One can understand why teachers might shy away from teaching Shakespeare this way. Who needs to add angry parents and (in Florida) the threat of lawsuits to an already long and overwhelming list of responsibilities? Why detonate a literary bomb in the classroom? It’s a version of the choice African American poet Langston Hughes once described when his poetry became more political. “I have never known the police of any country to show an interest in lyric poetry as such,” Hughes writes in “My Adventures as a Social Poet.” “But when poems stop talking about the moon and begin to mention poverty, trade unions, color lines, and colonies, somebody tells the police.”
Unfortunately, when English teachers play it safe, they risk underplaying literature’s fierce urgency and its ability to speak directly to our life struggles. Taming literature down to a boring irrelevancy leaves its potential untapped. Students go unchallenged in ways that could lead to real and exhilarating growth.

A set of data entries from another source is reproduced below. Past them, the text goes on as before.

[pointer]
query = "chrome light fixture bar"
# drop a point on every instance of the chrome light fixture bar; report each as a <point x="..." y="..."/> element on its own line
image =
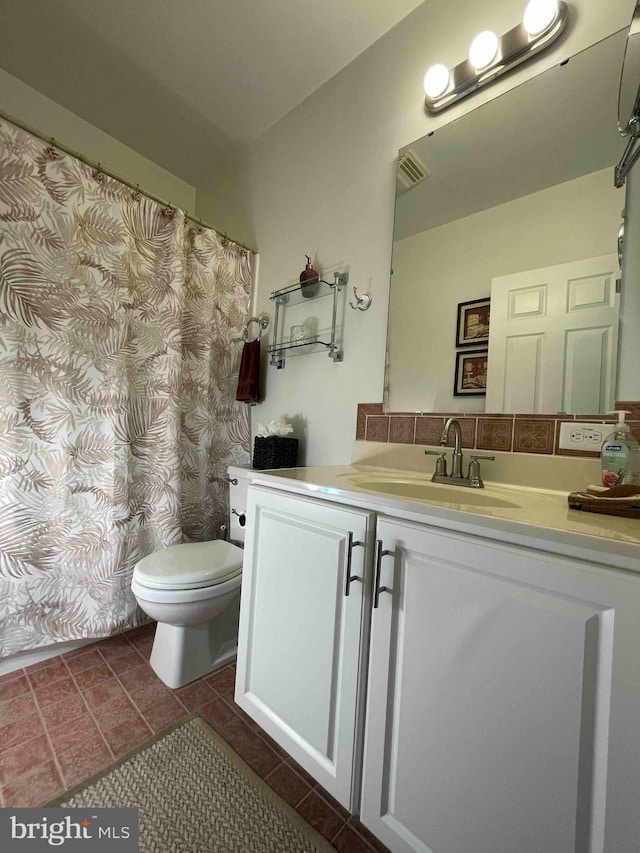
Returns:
<point x="490" y="56"/>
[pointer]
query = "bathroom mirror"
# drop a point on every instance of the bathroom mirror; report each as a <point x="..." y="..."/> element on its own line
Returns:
<point x="629" y="94"/>
<point x="518" y="194"/>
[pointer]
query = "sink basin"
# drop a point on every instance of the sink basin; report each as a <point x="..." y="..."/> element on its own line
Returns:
<point x="412" y="489"/>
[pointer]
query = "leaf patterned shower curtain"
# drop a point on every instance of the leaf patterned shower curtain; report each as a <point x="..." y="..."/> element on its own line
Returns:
<point x="120" y="333"/>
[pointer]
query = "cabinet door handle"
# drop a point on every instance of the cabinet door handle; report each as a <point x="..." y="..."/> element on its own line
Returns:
<point x="349" y="577"/>
<point x="377" y="588"/>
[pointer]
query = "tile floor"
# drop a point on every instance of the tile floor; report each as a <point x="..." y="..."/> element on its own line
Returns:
<point x="66" y="718"/>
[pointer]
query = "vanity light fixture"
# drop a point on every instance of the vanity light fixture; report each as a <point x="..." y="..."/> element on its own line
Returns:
<point x="490" y="55"/>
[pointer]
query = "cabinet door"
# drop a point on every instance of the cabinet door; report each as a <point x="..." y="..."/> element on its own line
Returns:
<point x="299" y="648"/>
<point x="502" y="714"/>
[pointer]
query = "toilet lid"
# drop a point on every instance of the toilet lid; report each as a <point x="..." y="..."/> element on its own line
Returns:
<point x="192" y="564"/>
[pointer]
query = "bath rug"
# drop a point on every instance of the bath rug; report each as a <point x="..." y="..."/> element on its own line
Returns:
<point x="196" y="795"/>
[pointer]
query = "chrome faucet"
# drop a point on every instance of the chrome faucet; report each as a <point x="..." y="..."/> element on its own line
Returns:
<point x="456" y="478"/>
<point x="456" y="460"/>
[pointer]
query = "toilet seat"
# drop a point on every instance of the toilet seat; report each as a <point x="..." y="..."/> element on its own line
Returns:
<point x="191" y="565"/>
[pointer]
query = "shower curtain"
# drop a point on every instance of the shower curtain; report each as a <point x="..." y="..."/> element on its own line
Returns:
<point x="120" y="336"/>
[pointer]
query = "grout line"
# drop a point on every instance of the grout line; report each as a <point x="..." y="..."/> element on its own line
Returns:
<point x="131" y="699"/>
<point x="334" y="837"/>
<point x="86" y="704"/>
<point x="46" y="732"/>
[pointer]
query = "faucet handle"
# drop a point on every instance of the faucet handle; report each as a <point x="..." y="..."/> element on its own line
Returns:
<point x="474" y="469"/>
<point x="441" y="461"/>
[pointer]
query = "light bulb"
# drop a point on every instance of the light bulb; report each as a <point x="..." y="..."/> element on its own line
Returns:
<point x="436" y="80"/>
<point x="483" y="49"/>
<point x="539" y="15"/>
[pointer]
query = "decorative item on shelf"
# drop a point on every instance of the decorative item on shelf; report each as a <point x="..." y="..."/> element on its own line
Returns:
<point x="309" y="279"/>
<point x="272" y="448"/>
<point x="302" y="334"/>
<point x="363" y="302"/>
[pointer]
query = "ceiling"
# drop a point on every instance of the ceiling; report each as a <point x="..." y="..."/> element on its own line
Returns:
<point x="184" y="82"/>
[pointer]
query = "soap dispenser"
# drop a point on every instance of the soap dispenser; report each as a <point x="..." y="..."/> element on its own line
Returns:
<point x="620" y="455"/>
<point x="309" y="279"/>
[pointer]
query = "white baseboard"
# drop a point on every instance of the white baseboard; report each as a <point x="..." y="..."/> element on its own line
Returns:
<point x="31" y="656"/>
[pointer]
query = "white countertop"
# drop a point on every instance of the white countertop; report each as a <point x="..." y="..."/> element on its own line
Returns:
<point x="535" y="517"/>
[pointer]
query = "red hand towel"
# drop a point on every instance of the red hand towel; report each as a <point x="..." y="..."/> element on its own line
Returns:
<point x="249" y="376"/>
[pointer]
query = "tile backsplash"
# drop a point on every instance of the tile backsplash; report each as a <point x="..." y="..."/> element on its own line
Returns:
<point x="507" y="433"/>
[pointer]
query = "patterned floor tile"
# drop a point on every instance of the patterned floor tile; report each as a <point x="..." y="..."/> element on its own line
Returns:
<point x="35" y="788"/>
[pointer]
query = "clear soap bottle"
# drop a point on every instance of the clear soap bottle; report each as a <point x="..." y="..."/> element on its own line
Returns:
<point x="620" y="455"/>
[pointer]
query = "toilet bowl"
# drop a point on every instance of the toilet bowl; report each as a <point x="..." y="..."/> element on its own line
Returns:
<point x="192" y="590"/>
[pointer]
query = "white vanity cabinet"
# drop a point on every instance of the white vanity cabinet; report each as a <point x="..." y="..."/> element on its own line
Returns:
<point x="503" y="699"/>
<point x="300" y="645"/>
<point x="502" y="688"/>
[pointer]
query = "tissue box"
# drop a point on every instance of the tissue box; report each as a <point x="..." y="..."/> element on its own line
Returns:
<point x="275" y="451"/>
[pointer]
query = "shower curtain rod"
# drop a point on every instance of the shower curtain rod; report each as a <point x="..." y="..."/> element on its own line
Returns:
<point x="55" y="144"/>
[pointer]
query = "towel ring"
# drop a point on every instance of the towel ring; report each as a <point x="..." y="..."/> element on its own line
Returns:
<point x="262" y="322"/>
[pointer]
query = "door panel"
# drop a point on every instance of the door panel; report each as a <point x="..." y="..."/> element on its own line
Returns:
<point x="553" y="338"/>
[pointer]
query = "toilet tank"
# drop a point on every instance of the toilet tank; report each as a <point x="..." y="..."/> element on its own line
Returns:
<point x="238" y="501"/>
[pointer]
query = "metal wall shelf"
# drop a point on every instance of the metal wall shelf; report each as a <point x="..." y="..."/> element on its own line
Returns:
<point x="281" y="348"/>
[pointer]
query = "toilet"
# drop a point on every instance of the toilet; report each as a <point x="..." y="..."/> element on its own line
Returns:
<point x="192" y="590"/>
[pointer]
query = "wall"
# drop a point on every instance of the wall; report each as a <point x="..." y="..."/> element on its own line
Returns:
<point x="323" y="183"/>
<point x="629" y="342"/>
<point x="435" y="270"/>
<point x="31" y="107"/>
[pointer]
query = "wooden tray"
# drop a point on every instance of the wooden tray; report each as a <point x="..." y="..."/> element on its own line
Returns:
<point x="622" y="500"/>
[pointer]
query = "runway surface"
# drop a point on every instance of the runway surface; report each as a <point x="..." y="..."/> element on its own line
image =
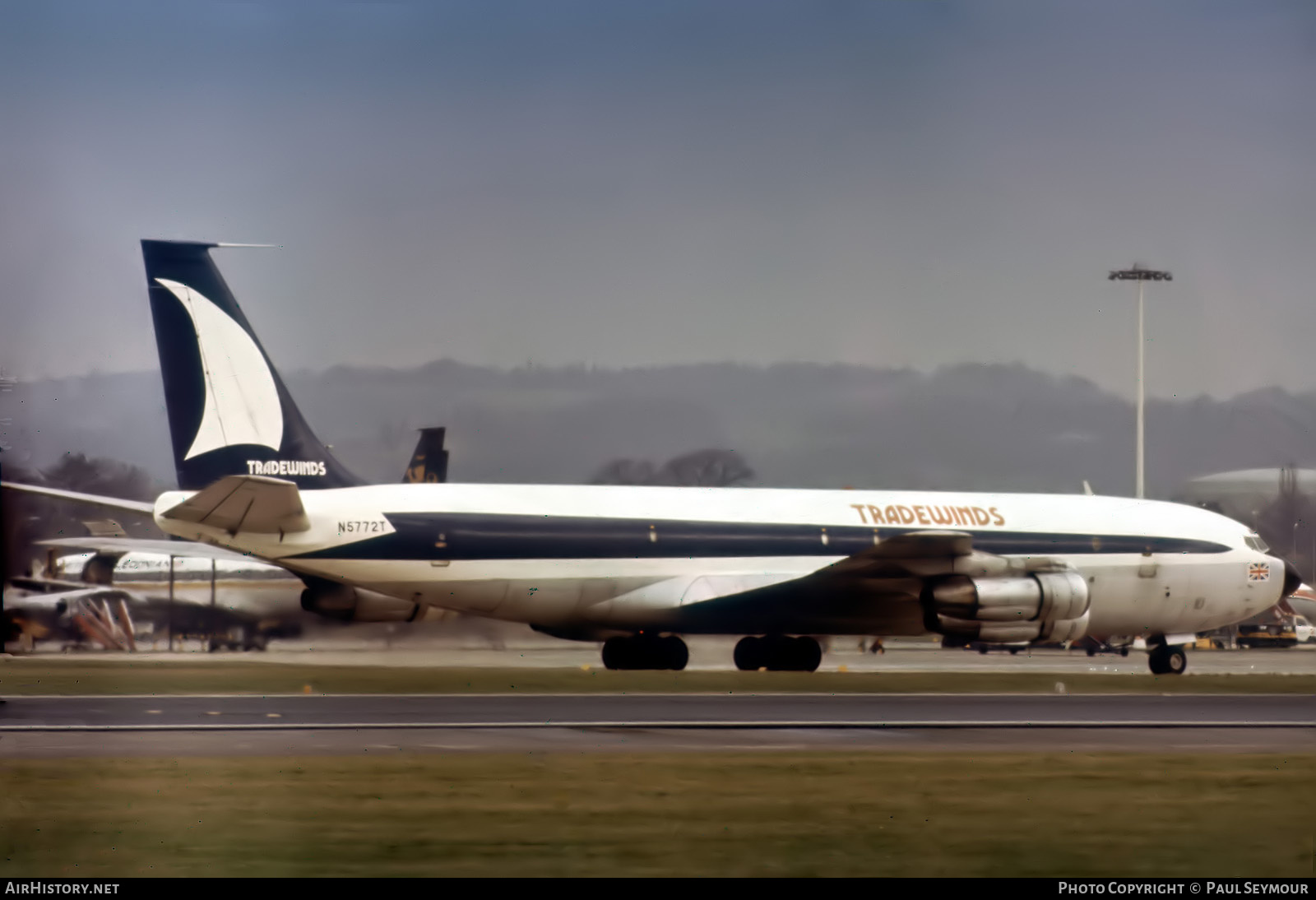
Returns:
<point x="290" y="726"/>
<point x="715" y="654"/>
<point x="655" y="711"/>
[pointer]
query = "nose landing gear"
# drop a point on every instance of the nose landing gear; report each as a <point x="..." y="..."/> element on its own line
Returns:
<point x="1166" y="660"/>
<point x="645" y="652"/>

This is why it’s useful to acquaint ourselves with stories of literature stepping up to the plate during tough times, often in the most unexpected of ways. Who could have predicted a Somali political prisoner falling in love with Anna Karenina or a kidnapped Pakistani girl turning to Little Women? Who could foresee Iranian women, banished from universities by fundamentalist mullahs, recognizing themselves in the character of Vladimir Nabokov’s Dolores Haze? (In Reading Lolita in Tehran, Azar Nafisi reports that her students related to how Dolores is trapped in an older man’s fantasies.)

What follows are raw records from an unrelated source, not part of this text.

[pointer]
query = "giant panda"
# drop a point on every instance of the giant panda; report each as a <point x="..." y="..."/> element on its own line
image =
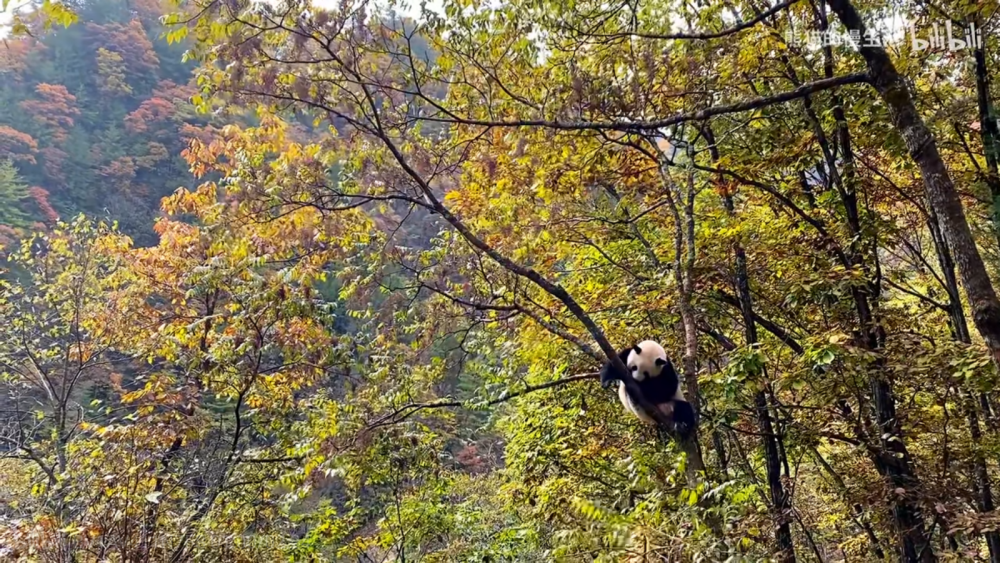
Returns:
<point x="649" y="366"/>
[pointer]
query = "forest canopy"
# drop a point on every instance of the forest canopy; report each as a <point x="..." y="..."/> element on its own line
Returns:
<point x="333" y="282"/>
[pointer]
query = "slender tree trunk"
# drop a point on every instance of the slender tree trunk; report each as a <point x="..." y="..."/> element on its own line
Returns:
<point x="938" y="186"/>
<point x="981" y="476"/>
<point x="780" y="503"/>
<point x="988" y="133"/>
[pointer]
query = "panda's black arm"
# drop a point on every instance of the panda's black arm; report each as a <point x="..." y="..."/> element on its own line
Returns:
<point x="661" y="389"/>
<point x="609" y="373"/>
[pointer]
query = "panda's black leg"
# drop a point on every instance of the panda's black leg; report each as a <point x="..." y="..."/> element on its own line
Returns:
<point x="684" y="418"/>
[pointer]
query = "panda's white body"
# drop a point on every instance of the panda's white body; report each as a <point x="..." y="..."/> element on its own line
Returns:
<point x="642" y="365"/>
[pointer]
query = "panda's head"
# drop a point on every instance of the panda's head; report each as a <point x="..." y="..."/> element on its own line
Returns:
<point x="646" y="359"/>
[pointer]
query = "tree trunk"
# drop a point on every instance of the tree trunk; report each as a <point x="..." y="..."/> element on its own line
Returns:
<point x="938" y="186"/>
<point x="780" y="503"/>
<point x="989" y="135"/>
<point x="981" y="476"/>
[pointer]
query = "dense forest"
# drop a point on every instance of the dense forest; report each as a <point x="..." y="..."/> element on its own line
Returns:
<point x="94" y="118"/>
<point x="306" y="282"/>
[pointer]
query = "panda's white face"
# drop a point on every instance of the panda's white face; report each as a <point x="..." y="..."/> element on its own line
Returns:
<point x="646" y="360"/>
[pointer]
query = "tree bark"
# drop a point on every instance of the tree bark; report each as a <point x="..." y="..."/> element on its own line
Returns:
<point x="960" y="329"/>
<point x="989" y="135"/>
<point x="780" y="503"/>
<point x="938" y="186"/>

And then there are the South African freedom fighters who, when imprisoned by the apartheid regime, found purchase in the words of various Shakespeare characters. Nelson Mandela responded to Julius Caesar’s “Cowards die many times before their deaths; / The valiant never taste of death but once”; his confidant Walter Sisulu saw himself in Shylock: “Still have I borne it with a patient shrug / For sufferance is the badge of all our tribe”; and future Parliament member Billy Nair saw a kindred soul in Caliban: “This island’s mine, by Sycorax my mother / Which thou tak’st from me.” Why limit literature instruction to rhyme and meter when you could be preparing your students for life? When I come across stories of people attacking and sometimes banning works of literature, I think of a scene from the Lawrence Kasdan film Grand Canyon (1991). Danny Glover, in the role of auto mechanic, is confronted by a gun-wielding gang leader while attempting to help stranded motorist Kevin Kline. Asked by the man whether he respects him or not, Glover replies, “You ain’t got the gun, we ain’t having this conversation.” These contentious conversations about literature are happening because literature wields the power of a loaded gun.